Date: February 9th, 2018

Alliance for Aging Research (Alliance) President and CEO Susan Peschin, MHS, has issued the following statement in response to the Bipartisan Budget Act of 2018:

The Alliance for Aging Research is pleased that Congress reached a bipartisan agreement that the President signed into law this morning to finally raise both the Defense and non-Defense budget caps for FY18 and FY19. The two-year deal is part of another continuing resolution (CR), giving appropriators until March 23 to work out a final omnibus appropriations bill based on higher spending caps.
The previous deal had included only an increase in defense spending, which would have decimated funding for vital domestic health and research programs. This bill will increase spending for non-defense programs by more than $130 billion.
The CR lays out several specific priorities for appropriators, including direction to increase National Institutes of Health (NIH) funding by $2 billion and opioid response and mental health funding by $6 billion over the two-year period. We expect $1 billion to be the NIH “funding floor” appropriators build on when finalizing the FY18 omnibus package.
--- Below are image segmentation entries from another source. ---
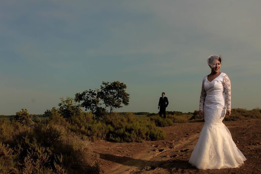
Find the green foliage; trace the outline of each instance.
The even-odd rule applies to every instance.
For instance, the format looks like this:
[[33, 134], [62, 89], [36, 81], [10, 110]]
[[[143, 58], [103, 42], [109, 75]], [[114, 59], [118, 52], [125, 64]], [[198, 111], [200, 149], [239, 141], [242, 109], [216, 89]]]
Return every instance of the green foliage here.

The Alliance will push for additional funding for NIH, as well as for robust funding increases in the budgets of the Agency for Healthcare Research and Quality (AHRQ), the U.S. Food and Drug Administration (FDA), and other public health agencies.
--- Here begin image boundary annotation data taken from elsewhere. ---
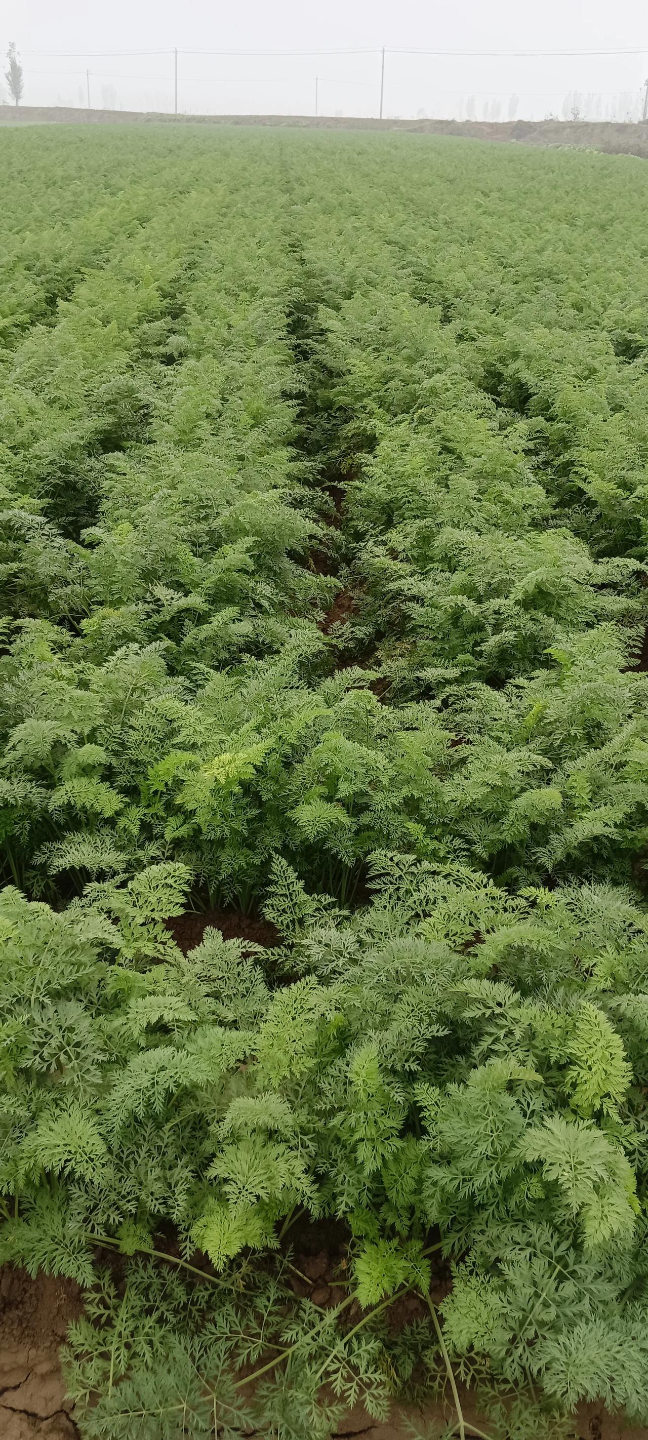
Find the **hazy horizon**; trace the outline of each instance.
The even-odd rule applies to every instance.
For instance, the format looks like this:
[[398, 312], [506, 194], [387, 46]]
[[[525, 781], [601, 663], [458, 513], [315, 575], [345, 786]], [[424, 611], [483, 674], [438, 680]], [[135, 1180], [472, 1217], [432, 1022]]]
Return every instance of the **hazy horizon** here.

We also thank members of Congress for coming together to reauthorize funding for Community Health Centers for the next two years, increasing the total amount by more than $7 billion. Our nation’s community health centers provide high-quality, cost-efficient primary health care to our most underserved communities, including high numbers of Medicare patients who are also eligible for Medicaid because of their low incomes. These “dual eligibles” have extensive health care needs and are significantly more likely to suffer from multiple chronic conditions, such as diabetes, chronic lung disease, and Alzheimer’s disease.
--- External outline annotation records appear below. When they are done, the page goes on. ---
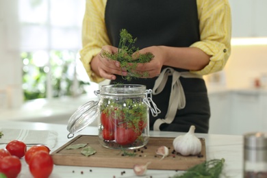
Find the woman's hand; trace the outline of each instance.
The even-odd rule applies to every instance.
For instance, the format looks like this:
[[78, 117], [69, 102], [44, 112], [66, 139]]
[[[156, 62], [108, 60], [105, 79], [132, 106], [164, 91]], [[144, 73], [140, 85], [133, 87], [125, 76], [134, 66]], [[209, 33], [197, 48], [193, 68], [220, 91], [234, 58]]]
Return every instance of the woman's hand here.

The spending deal also includes $89.3 billion in “emergency supplemental” funding. This funding, which is outside the budget caps, includes $200 million for the Centers for Disease Control and Prevention (CDC), $50 million for NIH, and $7.6 million for FDA, earmarked specifically for hurricane and wildfire recovery activities. Unfortunately, the caps deal cuts $1.3 billion from the Prevention and Public Health Fund (PPHF) to help pay for this supplemental funding. We oppose these cuts to the PPHF and will fight to reinstate this funding. The evidence is strong that one of the most effective strategies in “bending the cost curve” in health care is preventing age-related chronic diseases in the first place.
Federal funding for medical research, evidence-based clinical care, and older adult social services and supports is more vital than ever as the U.S. population of adults ages 65 and older is projected to nearly double over the next three decades to 88 million by 2050.
We applaud the Senate and House for passing this measure and the president for signing this important bill quickly. These actions reverse the government shutdown and allow agencies and programs to get back to protecting the health and safety of all Americans. We also look forward to the president’s FY19 budget proposal, expected on Monday, and we urge the administration to put forth a budget that continues this positive trend of strong support for medical and health research.